Traumatic spinal cord injury in northern Nigeria: Cautionary notes about falls from Baobab/ Ebony Trees.
Shobode MA, Abubakar K, Mamman M, Waheed TA, Ekundayo OO, Onuminya JE, Abubakar MK, Salami AAO,
Address for correspondence:
Dr MA Shobode
Department of Clinical Services
National Orthopaedic Hospital, Dala, Kano, Nigeria
Background: Road traffic injury accounts for over 60% of the patho-mechanics of spinal cord in our environment. Authors have reported falls from palm tree in parts of Nigeria. Due to the threats of deforestation in parts of northern Nigeria driving herders further southwards, trees that grow in seasonally arid areas (savannah belt) and bear leaves during the dry seasons have served as source of feeds for animals.
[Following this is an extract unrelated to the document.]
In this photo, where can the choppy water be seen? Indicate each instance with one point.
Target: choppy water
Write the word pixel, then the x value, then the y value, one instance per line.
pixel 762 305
This trend, however, is not without consequences in some individuals.
Objectives: To present the clinico-epidemiological profile including the injury types and the outcome of management.
Methods: Thirty one patients with spinal cord injury resulting from fall from the Baobab or Ebony trees were studied between January 2016 and June 2018. Clinical presentations and injury characteristics – types, level of injury, associated injuries were recorded. ASIA IS grade was used to classify the cord injury. Treatment modalities were also documented. Plain radiographs, CT scan and MRI scan were used to assess the injuries. SPSS version 17 software was used to analyse the data.
Results: All 31 patients were males aged 26 to 48 years (mean of 37). Over 70% of the cases occurred during the dry seasons. Three deaths were recorded, two of which occurred while being resuscitated at the emergency room with suspected cervical spine injuries. Sixteen patients were seen within 48 hours of injury. About 75% had received unorthodox care before arriving at the hospital and most were brought in with no spine protection device. Subaxial cervical spine injury was reported in over 80% of the patients. All had neurologic involvement with over 80% presenting with complete cord injury (ASIA A). Eighteen patients were treated surgically while ten were managed non-operatively with skull traction.
Conclusions: The productive age group is mostly affected. Late presentation was common. Traditional bone setters held sway in the initial care of these patients. Most patients are increasingly being offered operative stabilization for ease of rehabilitation and early mobilization.
Keywords: Baobab/ebony trees, spinal cord injury, ASIA IS, operative stabilization.